Encore plus de livres québécois

Du côté de la Librairie Monet (Montréal), le succès fut aussi fulgurant et, si vous ne l’avez déjà vu, on peut consulter la liste des meilleurs vendeurs sur sa page Facebook. On retrouve à nouveau certaines valeurs sûres mais il est intéressant de voir à quel point les choix varient, d’une librairie à une autre. Ici, exit les titres du Quartanier (quoi qu’il ne doivent pas être bien loin!), c’est Boréal qui domine, avec Métis Beach de Claudine Bourbonnais, C’était au temps des mammouths laineux de Serge Bouchard et bien plus.

Aux librairies Pantoute, à Québec, on offrait même un rabais de 10% sur les livres québécois, le 12 août. Bien qu’il n’était sans doute pas nécessaire de motiver les lecteurs ainsi – ils ont bien répondu à l’appel ailleurs, sans pour autant bénéficier d’un rabais -, le geste fut sans doute apprécié des consommateurs pour qui payer moins cher motive le lieu d’achat.
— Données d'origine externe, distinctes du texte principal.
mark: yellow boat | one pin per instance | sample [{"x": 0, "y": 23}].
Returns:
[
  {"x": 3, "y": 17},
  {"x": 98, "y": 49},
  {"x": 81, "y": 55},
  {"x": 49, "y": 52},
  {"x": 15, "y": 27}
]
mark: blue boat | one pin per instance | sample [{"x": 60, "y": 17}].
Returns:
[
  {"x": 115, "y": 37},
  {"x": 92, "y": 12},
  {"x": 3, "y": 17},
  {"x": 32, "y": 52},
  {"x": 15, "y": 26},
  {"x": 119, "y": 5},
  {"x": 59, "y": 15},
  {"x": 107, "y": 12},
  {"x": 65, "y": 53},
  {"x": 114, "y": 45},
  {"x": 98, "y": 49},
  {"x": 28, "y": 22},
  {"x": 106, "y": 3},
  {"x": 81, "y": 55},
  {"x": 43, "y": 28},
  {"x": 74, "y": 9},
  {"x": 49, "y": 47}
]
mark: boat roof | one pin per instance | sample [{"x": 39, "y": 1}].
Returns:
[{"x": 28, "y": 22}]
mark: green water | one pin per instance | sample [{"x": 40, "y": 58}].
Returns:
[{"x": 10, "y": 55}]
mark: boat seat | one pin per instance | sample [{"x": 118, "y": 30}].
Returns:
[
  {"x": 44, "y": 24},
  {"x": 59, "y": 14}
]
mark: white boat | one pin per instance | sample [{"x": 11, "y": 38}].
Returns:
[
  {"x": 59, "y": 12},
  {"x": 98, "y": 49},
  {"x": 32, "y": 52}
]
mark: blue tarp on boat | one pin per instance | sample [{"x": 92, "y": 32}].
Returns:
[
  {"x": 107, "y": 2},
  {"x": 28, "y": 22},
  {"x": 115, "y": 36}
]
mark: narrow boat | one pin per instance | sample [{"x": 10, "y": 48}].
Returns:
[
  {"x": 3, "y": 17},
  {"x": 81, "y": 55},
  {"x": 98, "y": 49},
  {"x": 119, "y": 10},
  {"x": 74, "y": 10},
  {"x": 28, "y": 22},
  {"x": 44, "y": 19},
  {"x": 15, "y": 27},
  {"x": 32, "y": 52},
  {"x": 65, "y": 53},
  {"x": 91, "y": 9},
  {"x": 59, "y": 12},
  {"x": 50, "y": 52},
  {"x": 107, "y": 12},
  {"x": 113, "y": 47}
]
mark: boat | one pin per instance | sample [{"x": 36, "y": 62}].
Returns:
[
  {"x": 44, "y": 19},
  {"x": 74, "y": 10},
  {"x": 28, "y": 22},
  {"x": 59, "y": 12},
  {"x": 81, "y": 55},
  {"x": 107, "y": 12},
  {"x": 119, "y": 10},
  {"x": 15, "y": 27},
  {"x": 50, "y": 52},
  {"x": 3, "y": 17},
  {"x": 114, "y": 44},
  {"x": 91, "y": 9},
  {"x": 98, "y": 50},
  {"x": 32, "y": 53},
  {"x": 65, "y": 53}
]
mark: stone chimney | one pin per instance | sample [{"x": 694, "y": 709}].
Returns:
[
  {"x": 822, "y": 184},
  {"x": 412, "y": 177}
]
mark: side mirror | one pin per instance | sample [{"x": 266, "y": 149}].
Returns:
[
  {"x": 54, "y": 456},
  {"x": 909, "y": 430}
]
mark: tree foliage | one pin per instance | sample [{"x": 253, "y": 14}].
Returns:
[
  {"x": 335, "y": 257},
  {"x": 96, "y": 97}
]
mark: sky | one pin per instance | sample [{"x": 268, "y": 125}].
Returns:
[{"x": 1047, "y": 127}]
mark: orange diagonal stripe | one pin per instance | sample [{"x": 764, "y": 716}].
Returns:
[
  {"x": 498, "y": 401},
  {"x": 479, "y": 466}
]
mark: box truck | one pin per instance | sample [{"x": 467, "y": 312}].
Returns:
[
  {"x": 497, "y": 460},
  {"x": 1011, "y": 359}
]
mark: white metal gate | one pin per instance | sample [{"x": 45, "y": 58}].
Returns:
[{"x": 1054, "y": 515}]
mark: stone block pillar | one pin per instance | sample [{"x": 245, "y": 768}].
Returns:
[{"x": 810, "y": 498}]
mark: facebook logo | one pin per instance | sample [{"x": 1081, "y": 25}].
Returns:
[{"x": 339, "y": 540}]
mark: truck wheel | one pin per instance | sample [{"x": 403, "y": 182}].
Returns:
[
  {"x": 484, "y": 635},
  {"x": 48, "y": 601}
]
Enfin, après ce succès, que restera-t-il de la journée du 12 août? Les lecteurs prendront-ils l’habitude d’acheter des livres québécois? Un sondage maison, «sans prétention» (auquel il est toujours possible de participer), proposé par Mme Mireille Duval, résidente de Québec, sur la page officielle de l’événement Facebook suggère que les lecteurs ne se sont pas contentés que d’un seul livre québécois et ont plutôt assouvi une soif de lecture locale qui ne demandait qu’un petit coup de pied au derrière! Avec plus de 250 répondants, à l’heure actuelle, on note déjà que les achats en format imprimé dominent encore les achats en format numérique (on rappelle que c’est un sondage maison) et que les acheteurs allaient généralement jusqu’à acheter deux, trois livres ou plus, plutôt qu’un seul.

Du côté des choix des lecteurs, les titres de Samuel Archibald, Roxanne Bouchard, Stéphane Dompierre, Vickie Gendreau, Dany Laferrière, Marie-Renée Lavoie, Martin Michaud, Geneviève Pettersen, Nathalie Roy, Kim Thúy, Larry Tremblay, et Zviane sont parmi les plus populaires, tous titres confondus.
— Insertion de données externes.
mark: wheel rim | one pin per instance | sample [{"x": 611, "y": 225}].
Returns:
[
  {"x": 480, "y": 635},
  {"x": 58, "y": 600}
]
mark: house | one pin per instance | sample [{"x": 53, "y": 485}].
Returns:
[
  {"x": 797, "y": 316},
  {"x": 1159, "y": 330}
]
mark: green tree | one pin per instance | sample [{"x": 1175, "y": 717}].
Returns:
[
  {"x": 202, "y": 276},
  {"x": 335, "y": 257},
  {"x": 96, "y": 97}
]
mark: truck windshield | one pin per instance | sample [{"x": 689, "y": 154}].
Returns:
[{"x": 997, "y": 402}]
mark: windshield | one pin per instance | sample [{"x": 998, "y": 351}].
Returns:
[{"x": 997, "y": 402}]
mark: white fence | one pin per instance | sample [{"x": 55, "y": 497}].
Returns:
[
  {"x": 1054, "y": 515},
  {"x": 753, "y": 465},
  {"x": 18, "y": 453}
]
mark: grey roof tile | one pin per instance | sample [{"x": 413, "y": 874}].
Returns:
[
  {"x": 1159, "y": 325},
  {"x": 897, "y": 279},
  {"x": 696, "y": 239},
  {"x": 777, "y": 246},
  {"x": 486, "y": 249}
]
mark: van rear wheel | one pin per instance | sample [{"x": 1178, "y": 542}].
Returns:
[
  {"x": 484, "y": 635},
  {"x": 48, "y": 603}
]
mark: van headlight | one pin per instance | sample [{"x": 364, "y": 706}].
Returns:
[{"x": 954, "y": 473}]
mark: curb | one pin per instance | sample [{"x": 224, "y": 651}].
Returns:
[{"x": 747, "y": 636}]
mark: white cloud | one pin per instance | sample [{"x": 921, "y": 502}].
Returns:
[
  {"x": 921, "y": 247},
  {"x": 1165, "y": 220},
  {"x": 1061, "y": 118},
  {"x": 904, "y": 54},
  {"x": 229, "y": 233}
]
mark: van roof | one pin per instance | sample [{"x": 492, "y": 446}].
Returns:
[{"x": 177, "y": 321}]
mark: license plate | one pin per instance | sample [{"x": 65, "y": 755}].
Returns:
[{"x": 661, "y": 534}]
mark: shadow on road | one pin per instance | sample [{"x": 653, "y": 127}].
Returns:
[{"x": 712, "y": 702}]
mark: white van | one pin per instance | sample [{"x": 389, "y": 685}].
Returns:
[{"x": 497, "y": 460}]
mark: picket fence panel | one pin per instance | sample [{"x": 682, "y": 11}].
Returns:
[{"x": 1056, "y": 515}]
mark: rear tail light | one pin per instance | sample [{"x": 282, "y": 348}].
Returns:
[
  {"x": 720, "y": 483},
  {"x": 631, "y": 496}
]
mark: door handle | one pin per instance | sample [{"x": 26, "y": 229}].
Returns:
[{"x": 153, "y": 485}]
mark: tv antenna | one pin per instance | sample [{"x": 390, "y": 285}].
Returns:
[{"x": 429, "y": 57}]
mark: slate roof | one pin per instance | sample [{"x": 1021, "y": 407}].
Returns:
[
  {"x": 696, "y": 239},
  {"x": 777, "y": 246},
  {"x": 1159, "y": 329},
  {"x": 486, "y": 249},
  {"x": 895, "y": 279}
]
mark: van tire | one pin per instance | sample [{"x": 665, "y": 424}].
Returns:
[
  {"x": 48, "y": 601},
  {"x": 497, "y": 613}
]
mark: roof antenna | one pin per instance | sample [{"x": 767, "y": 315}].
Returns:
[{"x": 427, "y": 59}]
Enfin, l’idée de cette journée de valorisation des achats locaux n’est-elle pas dans l’air du temps, qu’il s’agisse de littérature, de bouffe ou de vêtements? Mettre en valeur la littérature québécoise et la consommation de celle-ci fut un geste noble de deux auteurs qui n’ont sans doute jamais pensé voir défiler une vague aussi forte de consommateurs de livres, en plein mois d’août, un mardi. Le plan était de recommencer l’an prochain en suggérant l’achat de deux livres québécois, plutôt qu’un, mais le travail de conscientisation ne devrait-il pas se faire au quotidien? Je pose la question car je me demande comment créer cette habitude. Si les lecteurs enthousiastes qui ont marché ou roulé jusque chez leur libraire étaient prêts à le faire un mardi 12 août, n’auraient-ils pas la capacité de le faire au moins une fois par mois?